Terakhir aku menatap Kung Beang saat berada di Ceruk Karim, dua bulan yang lalu. Dari ketinggian sekitar 198 mdpl tampak samar dan sangat kecil Karst Kung Beang dari kejauhan. Namun saat terakhir aku bertandang kemari adalah tiga tahun silam, aku ingat betul pada bulan Juli tahun 2017. Karst ini hanya berdiri sendiri, terpisah dari gugusan karst yang lain, sehingga menurutku ia tampak mandiri dan..ehm, gagah.
Dan akhirnya hari itu terulang kembali. Seusai melakukan pekerjaan, aku dan Cuplis beristirahat di salah satu rumah rekan yang terletak tak jauh dari Kung Beang. Setelah sesaat hendak beranjak, Pak Ruslan (nama rekan yang rumahnya kami jadikan tempat istirahat) mengajak kami ke Karst Kung Beang. Akupun mengiyakan saja, apalagi Cuplis yang belum pernah kesana menyambut ajakan tersebut dengan super antusias.
Hanya sekitar lima belas menit kami berkendara dengan mobil, dan akhirnya mencapai lokasi tersebut.

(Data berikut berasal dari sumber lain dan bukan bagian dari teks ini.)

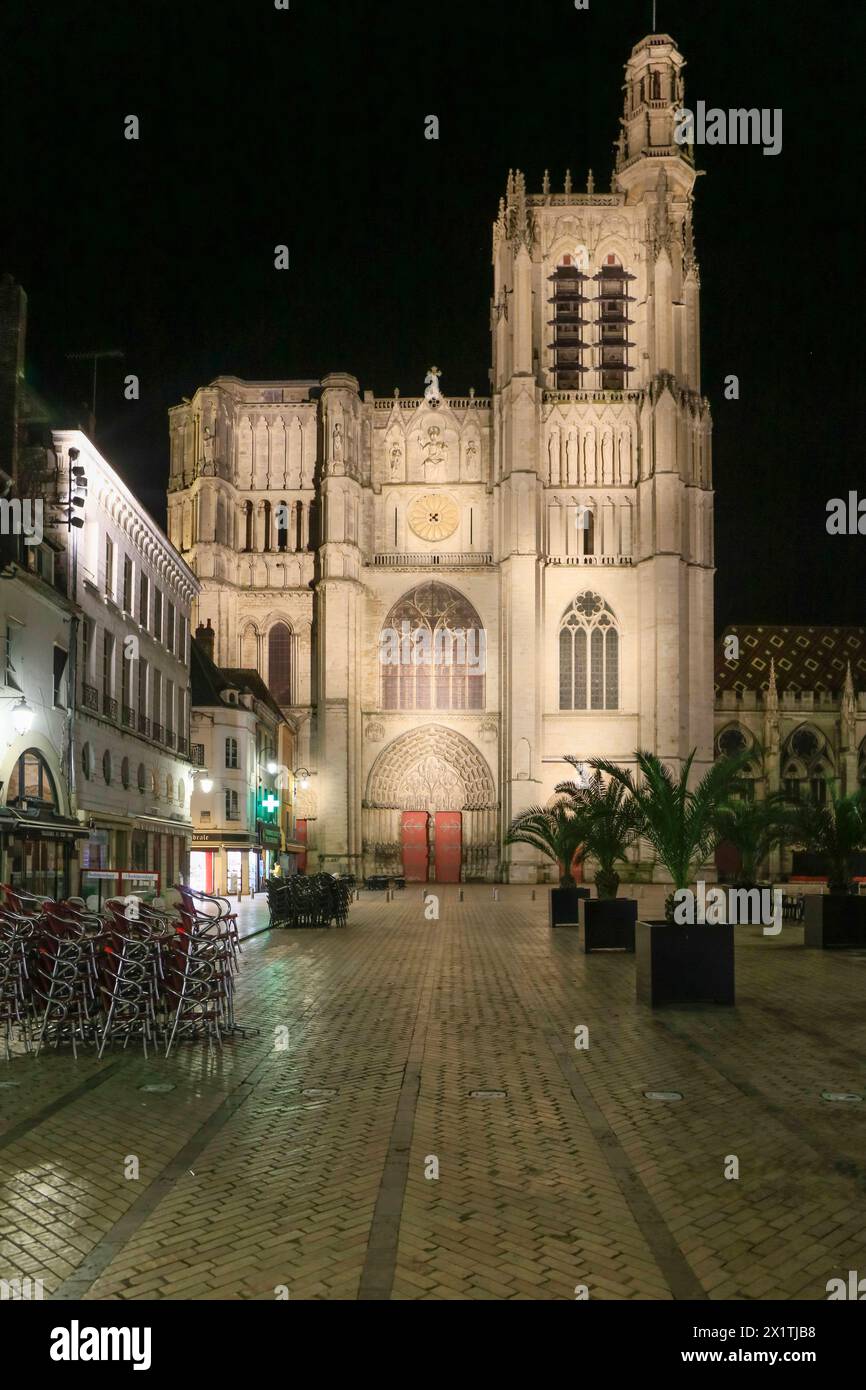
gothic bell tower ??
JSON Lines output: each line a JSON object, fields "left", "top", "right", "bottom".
{"left": 494, "top": 30, "right": 715, "bottom": 880}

Tak banyak berubah, bau guano yang menyengat, angin yang berhembus dari mulut gua, namun hanya saja makin banyak vandalisme di dinding Gua Angin. Kami bertiga hanya berputar-putar di mulut gua dan masuk sejauh sepuluh meter saja karena memang sangat gelap dan tidak ada penerangan sama sekali.
Terkepung Sawit |
"Naik keatas kah?" Pernyataan tak disangka keluar dari Pak Ruslan. Aku hanya membatin, kuat kah beliau, dan apakah si Cuplis juga mau karena jalannya ekstrim, dan akupun sedikit menderita radang tenggorokan.

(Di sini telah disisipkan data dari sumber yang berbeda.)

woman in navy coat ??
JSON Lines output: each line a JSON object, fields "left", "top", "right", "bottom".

Eh, Cuplis menyambutnya dengan semangat. Ya mau tidak mau semangatkupun ikut terbakar. Untunglah saat itu aku memakai celana kargo dan sepatu safety.

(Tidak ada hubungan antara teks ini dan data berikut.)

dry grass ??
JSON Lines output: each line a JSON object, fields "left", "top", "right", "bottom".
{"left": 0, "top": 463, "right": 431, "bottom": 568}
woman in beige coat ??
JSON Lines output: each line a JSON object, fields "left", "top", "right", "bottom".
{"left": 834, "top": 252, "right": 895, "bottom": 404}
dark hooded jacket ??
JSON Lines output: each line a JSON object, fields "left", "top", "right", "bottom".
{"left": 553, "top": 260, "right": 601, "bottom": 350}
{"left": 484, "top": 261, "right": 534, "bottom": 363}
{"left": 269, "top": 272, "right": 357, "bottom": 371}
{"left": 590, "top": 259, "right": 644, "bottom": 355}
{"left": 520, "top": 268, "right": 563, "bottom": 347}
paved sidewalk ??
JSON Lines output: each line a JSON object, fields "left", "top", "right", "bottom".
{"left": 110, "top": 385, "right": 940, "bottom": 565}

"Aku udah lama nggak naik keatas, terakhir ke atas pas saya masih bujangan," Tutur Pak Ruslan sembari berjalan paling depan. "Mudah-mudahan jalurnya masih ada."
Drama Panjat Tebing |
Drama panjat tebing pun terulang. Rasanya sudah tidak kaget lagi karena sudah teruji di Karst-Karst sebelumnya. Tiba-tiba Pak Ruslan membuang sepatunya.
"Ah licin pake sepatu!"
Aku terkaget-kaget. Gila orang tua satu ini, apa telapak kakinya setebal kulit Badak hingga sanggup menapaki bebatuan Karst nan tajam sepanjang jalur ini?
"Sebentar-sebentar...ah ya ini lurus saja. Kalo kita naik ke puncak tertinggi sana, rasanya saya udah tua dan nggak sanggup lagi." ujarnya sedikit ngos-ngosan. Ya mungkin bukan hanya Bapak saja yang tak sanggup, tapi akupun saat kondisi radang begini rasanyapun akan mustahil juga.
Setelah perjuangan satu jalur sulit lagi, akhirnya kami mencapai puncak Kung Beang yang masih terbilang rendah setelah berjuang sekitar hampir satu jam, karena saat kami menengok kebelakang masih ada pilar Karst yang lebih tinggi. Saat itu ketinggian sekitar 298 mdpl. Akhirnya, terpecahkan juga puncak Kung Beang yang semenjak tahun 2017 belum tercapai.
Masih ada yang lebih tinggi |
Kondisi saat itu cukup terik. Panorama yang disajikan adalah penuh dengan perkebunan kelapa sawit yang mengepung Kung Beang. Gua Karim maupun Gunung Gergaji tak tampak dari atas sana. Kami tak berada terlalu lama diatas, pukul setengah dua kami turun kembali dengan kondisi tenggorokanku yang makin kering dan nyut-nyutan.